To give the briefest background to Gilbert’s hilarious caricature of practical politics – Koko had recently come to his exalted position in the town of Titipu “by a set of curious chances”, which we won’t go into, but he was anxious to retain his cushy position so long as the duties were “purely nominal”. When faced with actually performing his duty, beheading Nanki Poo, he discovers himself entirely too tender hearted. Not daunted by that slight difficulty, Koko rationalizes that an affidavit of the execution would satisfy the far off Mikado (aka “Emperor”) just as well as a real execution. Such an affidavit is easily, if expensively, procured from the throughly corrupt Poo Bah, who holds all the other government positions in Titipu (and the salaries appertaining thereunto) – the problem seems resolved.
Shortly, however, Koko is alarmed to learn that the Mikado is approaching Titipu. Koko immediately begs his supposed victim to hit the road, for “…if he finds you alive, I shall have the greatest difficulty persuading him that I’ve beheaded you.” What breathtaking inspiration for any aspiring politician – no concession that ‘the jig is up’, no concession that reality trumps political fiction (no pun intended). Koko concedes only that his task as a politician will become more difficult in convincing the Mikado that the living reality standing before him is less reliable than the political fiction of the affidavit. And, of course, by the ‘and they all lived happily ever’ ending, Koko’s audacity born of desperation has accomplished exactly that.
Now to my point (finally, you may be saying).
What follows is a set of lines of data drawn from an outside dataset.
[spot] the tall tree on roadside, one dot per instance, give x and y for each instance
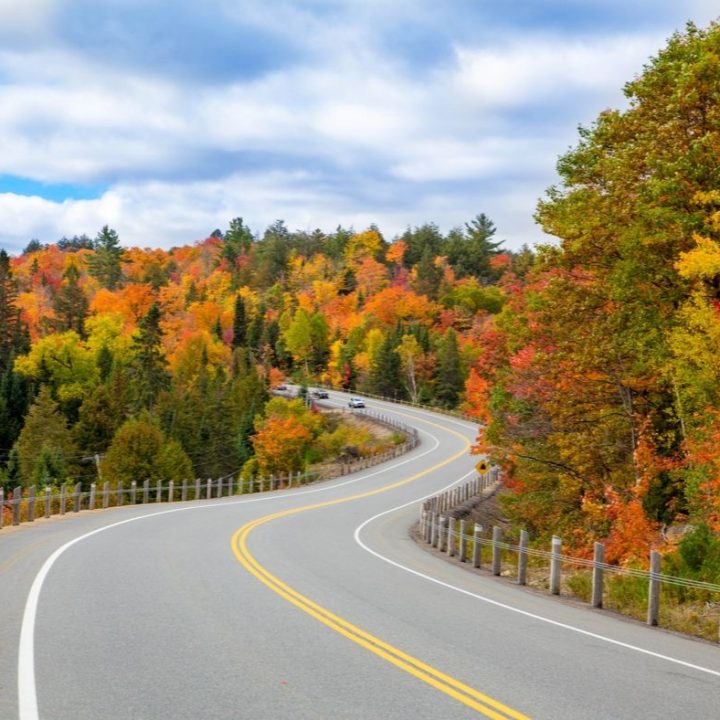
(450, 377)
(386, 369)
(148, 368)
(70, 304)
(15, 389)
(45, 436)
(106, 263)
(240, 324)
(470, 251)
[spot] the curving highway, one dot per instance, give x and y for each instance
(313, 603)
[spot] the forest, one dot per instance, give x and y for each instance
(591, 363)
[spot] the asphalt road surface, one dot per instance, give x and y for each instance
(313, 603)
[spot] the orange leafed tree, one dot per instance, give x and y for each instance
(280, 445)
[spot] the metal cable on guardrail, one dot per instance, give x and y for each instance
(25, 505)
(442, 525)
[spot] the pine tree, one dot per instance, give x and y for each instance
(386, 369)
(240, 326)
(106, 264)
(70, 304)
(45, 431)
(148, 366)
(450, 378)
(9, 318)
(469, 252)
(427, 275)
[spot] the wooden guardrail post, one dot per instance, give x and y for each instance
(31, 503)
(462, 549)
(555, 559)
(654, 588)
(451, 537)
(598, 560)
(17, 497)
(522, 558)
(497, 551)
(477, 546)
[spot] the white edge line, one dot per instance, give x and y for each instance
(510, 608)
(27, 689)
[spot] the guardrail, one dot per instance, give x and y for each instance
(408, 403)
(33, 503)
(439, 528)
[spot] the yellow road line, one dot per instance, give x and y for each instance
(461, 692)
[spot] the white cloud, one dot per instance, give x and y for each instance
(20, 19)
(523, 73)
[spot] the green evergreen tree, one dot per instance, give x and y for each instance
(45, 427)
(469, 252)
(101, 414)
(106, 263)
(450, 377)
(148, 366)
(237, 241)
(240, 324)
(105, 362)
(428, 275)
(386, 370)
(420, 240)
(9, 316)
(70, 304)
(256, 330)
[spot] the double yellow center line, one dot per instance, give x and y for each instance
(461, 692)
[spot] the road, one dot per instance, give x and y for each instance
(313, 603)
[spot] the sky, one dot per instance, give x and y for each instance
(166, 119)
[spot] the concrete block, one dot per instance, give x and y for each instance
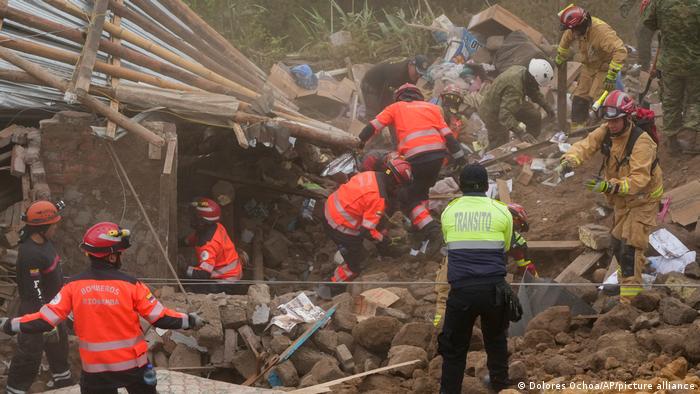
(183, 356)
(595, 236)
(347, 362)
(230, 344)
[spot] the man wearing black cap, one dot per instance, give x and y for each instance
(380, 82)
(478, 232)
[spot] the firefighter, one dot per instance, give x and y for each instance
(423, 138)
(518, 251)
(603, 56)
(39, 278)
(380, 82)
(217, 257)
(356, 211)
(505, 109)
(632, 183)
(106, 304)
(478, 232)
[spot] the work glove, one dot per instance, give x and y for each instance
(195, 322)
(6, 326)
(562, 54)
(601, 186)
(564, 167)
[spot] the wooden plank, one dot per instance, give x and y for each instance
(170, 156)
(114, 82)
(580, 265)
(315, 389)
(17, 166)
(554, 245)
(503, 192)
(83, 70)
(240, 135)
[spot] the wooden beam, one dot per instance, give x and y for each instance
(319, 388)
(580, 265)
(88, 101)
(83, 70)
(554, 245)
(17, 166)
(114, 82)
(71, 58)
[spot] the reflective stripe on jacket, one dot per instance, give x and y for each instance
(218, 256)
(420, 127)
(359, 203)
(106, 305)
(478, 232)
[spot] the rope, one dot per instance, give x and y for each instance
(148, 219)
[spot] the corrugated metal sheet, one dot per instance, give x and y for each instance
(20, 96)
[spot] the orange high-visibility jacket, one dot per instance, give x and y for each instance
(218, 256)
(360, 202)
(420, 127)
(106, 305)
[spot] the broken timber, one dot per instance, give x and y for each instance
(90, 102)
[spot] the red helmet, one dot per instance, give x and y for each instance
(519, 217)
(409, 90)
(572, 16)
(42, 213)
(400, 169)
(207, 209)
(617, 105)
(105, 238)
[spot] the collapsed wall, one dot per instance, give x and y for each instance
(80, 170)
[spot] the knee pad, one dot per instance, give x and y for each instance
(579, 109)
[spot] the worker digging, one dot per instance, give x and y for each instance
(362, 198)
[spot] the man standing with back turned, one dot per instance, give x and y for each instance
(478, 232)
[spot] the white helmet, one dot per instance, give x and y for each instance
(542, 71)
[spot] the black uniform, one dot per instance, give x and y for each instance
(39, 278)
(379, 84)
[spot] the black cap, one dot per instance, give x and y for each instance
(474, 178)
(421, 62)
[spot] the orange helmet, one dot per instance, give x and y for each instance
(105, 238)
(41, 213)
(207, 209)
(519, 217)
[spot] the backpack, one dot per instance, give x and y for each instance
(644, 122)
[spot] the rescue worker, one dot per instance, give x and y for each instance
(603, 55)
(678, 22)
(356, 211)
(106, 304)
(478, 232)
(39, 278)
(380, 82)
(217, 257)
(423, 138)
(632, 183)
(518, 251)
(505, 109)
(643, 33)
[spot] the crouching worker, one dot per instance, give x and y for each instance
(355, 212)
(217, 257)
(106, 304)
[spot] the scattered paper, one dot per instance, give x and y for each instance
(299, 310)
(667, 244)
(663, 265)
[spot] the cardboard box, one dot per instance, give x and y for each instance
(497, 21)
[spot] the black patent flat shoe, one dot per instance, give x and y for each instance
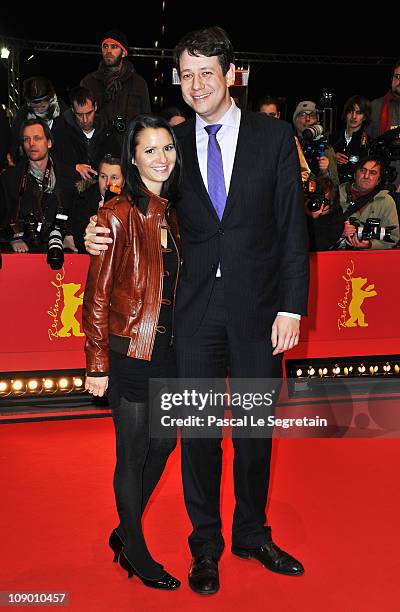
(116, 545)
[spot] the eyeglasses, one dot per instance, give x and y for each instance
(304, 114)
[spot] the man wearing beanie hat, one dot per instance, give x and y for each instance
(304, 117)
(120, 92)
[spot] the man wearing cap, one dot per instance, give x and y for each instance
(120, 92)
(41, 102)
(304, 117)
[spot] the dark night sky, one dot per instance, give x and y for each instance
(343, 34)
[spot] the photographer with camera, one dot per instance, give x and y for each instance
(84, 136)
(37, 195)
(371, 220)
(120, 92)
(325, 220)
(351, 141)
(319, 154)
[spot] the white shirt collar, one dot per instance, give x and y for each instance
(231, 118)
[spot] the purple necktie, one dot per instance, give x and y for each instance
(215, 171)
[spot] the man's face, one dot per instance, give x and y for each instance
(204, 86)
(112, 54)
(41, 107)
(270, 110)
(396, 81)
(84, 114)
(110, 174)
(304, 120)
(35, 143)
(355, 118)
(368, 176)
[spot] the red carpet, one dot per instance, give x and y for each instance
(334, 504)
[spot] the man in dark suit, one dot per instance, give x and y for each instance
(243, 287)
(244, 273)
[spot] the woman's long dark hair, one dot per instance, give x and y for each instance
(170, 188)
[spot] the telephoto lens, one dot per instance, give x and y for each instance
(55, 249)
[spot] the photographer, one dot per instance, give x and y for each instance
(351, 141)
(365, 201)
(319, 155)
(35, 191)
(121, 93)
(325, 220)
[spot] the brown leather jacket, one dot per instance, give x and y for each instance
(124, 284)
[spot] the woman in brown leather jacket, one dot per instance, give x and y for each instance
(128, 319)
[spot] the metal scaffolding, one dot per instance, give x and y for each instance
(16, 45)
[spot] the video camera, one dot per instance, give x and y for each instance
(372, 229)
(314, 146)
(43, 237)
(315, 198)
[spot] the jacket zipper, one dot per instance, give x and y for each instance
(175, 286)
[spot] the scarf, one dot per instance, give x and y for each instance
(384, 122)
(48, 116)
(38, 176)
(113, 79)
A few weeks ago millions of Americans were in an uproar over the contents of “hacked” emails revealing shocking criminality, pay for play corruption, sleaze, incompetence, a fraudulent party primary election, and collusion of candidate and “news media”. But, like Koko, our intrepid political class was not ready to yield to defeat and disgrace.
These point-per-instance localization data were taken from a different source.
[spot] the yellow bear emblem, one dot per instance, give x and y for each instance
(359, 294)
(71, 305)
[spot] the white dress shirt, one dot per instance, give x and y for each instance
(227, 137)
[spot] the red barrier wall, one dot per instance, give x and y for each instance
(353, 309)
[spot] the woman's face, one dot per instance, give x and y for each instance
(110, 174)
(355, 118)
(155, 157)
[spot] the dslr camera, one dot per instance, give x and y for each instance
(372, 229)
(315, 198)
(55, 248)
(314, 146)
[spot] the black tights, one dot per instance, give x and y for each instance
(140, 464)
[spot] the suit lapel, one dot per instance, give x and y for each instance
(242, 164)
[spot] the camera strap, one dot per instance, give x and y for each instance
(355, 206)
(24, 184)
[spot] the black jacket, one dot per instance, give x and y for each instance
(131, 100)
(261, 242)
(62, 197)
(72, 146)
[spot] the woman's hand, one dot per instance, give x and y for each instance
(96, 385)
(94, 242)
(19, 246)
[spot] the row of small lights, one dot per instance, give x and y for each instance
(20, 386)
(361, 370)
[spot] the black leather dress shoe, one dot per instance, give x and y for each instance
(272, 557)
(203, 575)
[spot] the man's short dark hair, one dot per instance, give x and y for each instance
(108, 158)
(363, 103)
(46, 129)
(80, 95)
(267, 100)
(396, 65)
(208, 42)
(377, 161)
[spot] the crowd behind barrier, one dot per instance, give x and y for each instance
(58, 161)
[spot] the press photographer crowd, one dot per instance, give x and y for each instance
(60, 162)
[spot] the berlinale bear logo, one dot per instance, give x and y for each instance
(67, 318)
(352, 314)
Today, the reality of the scandalous content of the emails has been entirely dismissed from the public discourse and the searchlight of media outrage is on the public spirited perpetrators of the so called “hack”. Posturing politicians of both parties, and their media lapdogs loudly decry ‘foreign intervention in the operation of American democracy’. It would seem some of them are just itching to start WWIII, so great is their indignation. There are calls for overturning the ‘fraudulent election’ that amount to nothing less than calls for revolution. Suddenly the crime appears not be the blatant corruption revealed in the emails, but the breach of politicians’ sacred right to conduct their reprobate affairs in private, and the public’s equally sacred obligation to remain ignorant – traditions politicians of both parties seem to agree upon. The delusions of political chicanery appear to be triumphing over reality once again.
I tell you, Koko had nothing on today’s political operatives, and even the satirical genius of W. S. Gilbert couldn’t have contrived a more absurd scenario.